The new "tiger cages" will be built by the firm of Raymond. Morrison, Knudsen, Brown, Root and Jones (RMK-BRJ) under a $400,000 contract. The funds will be provided by MACCORDS (Military Assistance Command Civil Operations for Revolutionary Development Support), the American paramilitary economic aid program here.
Priority
The isolation compound will be a "Top Ten Project." one person familiar with RMK-BRJ priorities said. As such it will receive priority in the routing of supplies and assignment of personnel.
The Vietnamese authorities already have one cell block under construction. A January 7 memo describing the job to be done at Con Son states that the new construction is to be
"similar to the isolation cell block currently under construction as a self-help project."

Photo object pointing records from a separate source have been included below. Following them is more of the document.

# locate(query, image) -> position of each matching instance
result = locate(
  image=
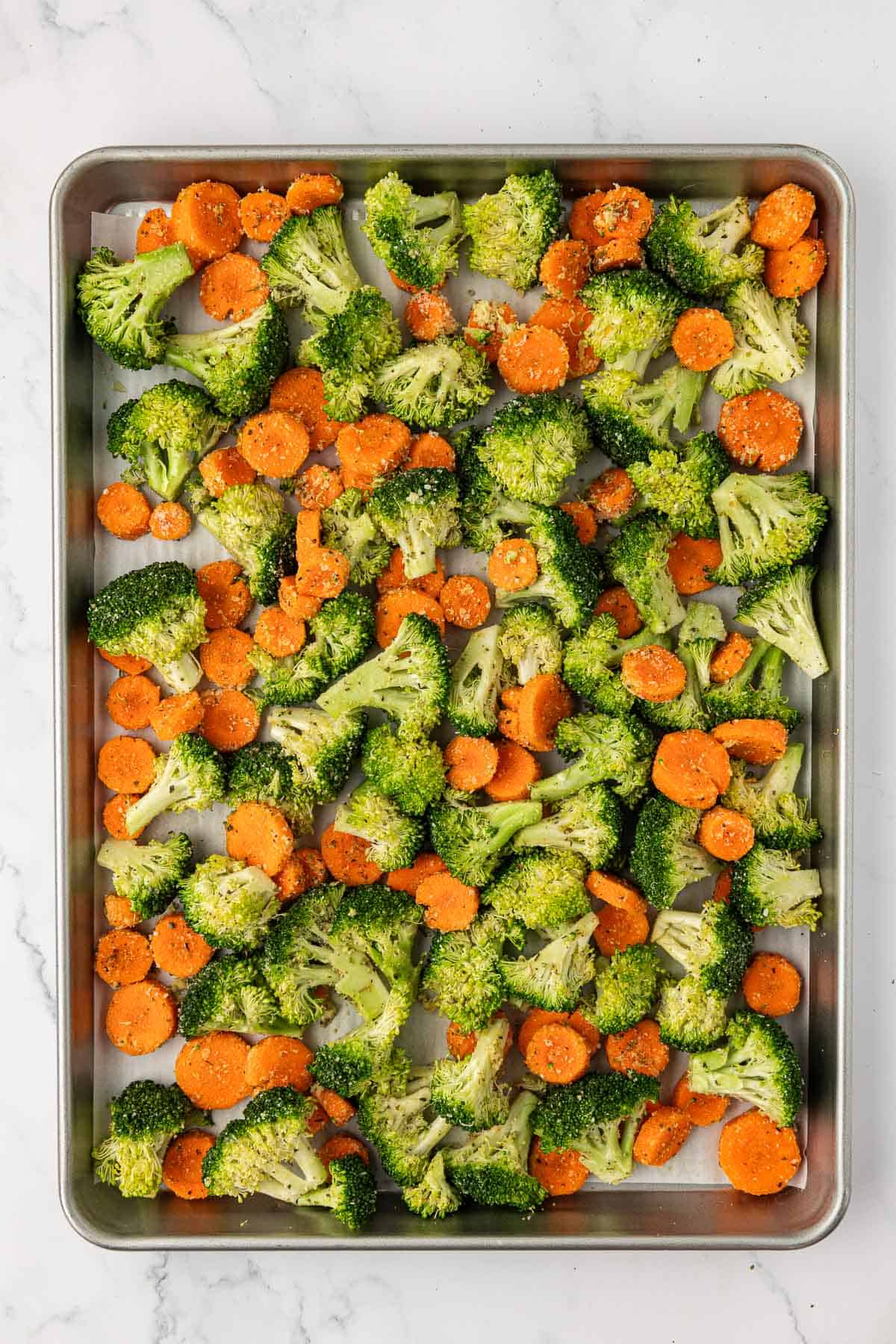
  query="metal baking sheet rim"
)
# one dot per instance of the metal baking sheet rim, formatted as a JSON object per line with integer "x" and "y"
{"x": 642, "y": 161}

Prison labor will be used in the construction. Skilled prison labor will be paid 200 plasters (72 cents) per week and unskilled labor will receive 150 plasters (55 cents) a week. There is some concern that the prisoners will not be in good enough physical condition to do a "full day's work." Discussion is under way about the possibility of providing special extra rations for those who work on the project.
Con Son prison was in the news last July when two American congressmen found the "tiger cages" which had been kept secret for years by the Vietnamese government. The "tiger cages" visited by Congressmen William Anderson (D-Tenn.) and Augustus Hawkins (D-Calif.) were built by prison labor in 1939 under the direction of the French.
Congressman Anderson wrote to President Nixon following that visit: "The Tiger Cage imprisonment of human beings and the savage mistreatment of these prisoners are outrageous contradictions to the minimal standards of political decency we, as a free American people, should establish as a condition of our aid and friendship to any nation."